The film was advertised as a one-week engagement.

According to film's distributor, the Los Angeles-based Phaedra Cinema, in the opening weekend (Friday, January 14, to Monday, January 17,) the film earned approximately $ 13,600 -- breaking "all records" at the theater.

"Each and every show was sold out," Steve Slome, a spokesperson for Phaedra Cinema, told rediff.com "They had to turn people away. No other film has done this well at The Screening Room in its first weekend."

During the weekdays (January 18 and 19), Slome added, that The Terrorist did approximately $ 3,000 of business per day. He added there is a real buzz about The Terrorist and he and the distribution company's president, Gregory Hatanaka, had received queries from several small art-house theaters across the country for the film.

The "buzz" that Slome referred to started with a 2,823-word feature that actor John Malkovich wrote in the Sunday Arts and Leisure section of the January 9 issue of The New York Times. Nearly one third of the story was about the joy of discovering The Terrorist at a film festival.

One of Hollywood's most acclaimed actors, Malkovich came across Sivan's film at the Cairo international film festival. Malkovich was chairman of the festival. He loved the film so much that he agreed to 'present' it to American audiences.

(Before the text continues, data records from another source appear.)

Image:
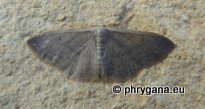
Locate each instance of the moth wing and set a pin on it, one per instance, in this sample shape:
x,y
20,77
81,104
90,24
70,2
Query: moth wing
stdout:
x,y
74,52
128,52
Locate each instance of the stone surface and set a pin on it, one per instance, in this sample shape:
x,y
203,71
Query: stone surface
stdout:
x,y
27,82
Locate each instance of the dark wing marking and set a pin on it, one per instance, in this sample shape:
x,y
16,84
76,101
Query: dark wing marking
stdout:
x,y
73,52
128,52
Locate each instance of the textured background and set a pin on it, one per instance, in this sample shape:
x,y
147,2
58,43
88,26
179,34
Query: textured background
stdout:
x,y
27,82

In the article The Accidental Patron: I Owe It to Cairo, Malkovich referred to Sivan's film as 'a small masterpiece of economy, grace and precision.'

'The film is most elegantly photographed,' he wrote, 'with the type of cinematography critics invariably refer to as lush, especially if it costs millions of dollars.'

However, Malkovich added, The Terrorist cost a mere $ 50,000.

He praised Sivan, saying the director's 'touch, patience and assuredness are plentifully in evidence' in the film. He added that the film 'features an absolutely hypnotic performance' by Ayesha Dharkar.

A week later, Roger Ebert, the highly influential film critic who writes film reviews for the Chicago Sun-Times, discussed The Terrorist on his popular nationally syndicated television show, Roger Ebert & the Movies.

Speaking on the show, Ebert called The Terrorist an 'extraordinary and important new film (which) puts a human face on the anonymous terrorists that we read about in the headlines everyday.'

Ebert's guest on the show Michaela Pereira of ZDTV's Internet Tonight was even more enthusiastic about the film.

'I have never been so affected by watching a film,' Pereira said on Ebert's show. 'This film stuck with me all week. Out of all the films we reviewed this week, this was my favorite.'

The other films reviewed on the show included some that are being touted as major 1999 Oscar contenders -- Snow Falling on Cedars, Angela's Ashes and Girl, Interrupted.

Both Ebert and Pereira gave 'two enthusiastic thumbs-up' to The Terrorist.

Reviewing the film for The New York Times on January 14, A O Scott wrote: 'Sivan shows an ability to capture the texture of quotidian reality -- to communicate both its exquisite beauty and terrible loss -- that recalls the work of Robert Bresson, or, closer to home, Satyajit Ray.'

Scott praised the film for its cast of nonprofessional actors and small budget, adding: 'But there is nothing modest about the ambitions or talent that The Terrorist displays.'

In the not-so-cerebral New York Post, Jonathan Foreman wrote on January 14: 'Visually gorgeous despite its low budget, The Terrorist is a haunting film.'

'It's one of a number of recent serious movies (Earth, Bandit Queen) from India,' he added, 'that breaks away from the sexist, super-patriotic conventions of Bombay masala musicals. It's also sufficiently compelling to appeal to a mainstream audience.'

Phaedra Cinema's Slome said over the next few months, the film will open in several cities across the US, while continuing its run at New York city's Screening Room.

Today, The Terrorist opens at the Village VII Cinema in Hempstead, Long Island. The Village VII usually shows top Bollywood and Hollywood films.

On February 25, the film opens in Los Angeles and in Orange County in Southern California. In March, the film will show in San Diego, San Francisco, San Rafael, CA, and Seattle, Washington. Later, in April it opens in Austin, TX and Albuquerque, New Mexico.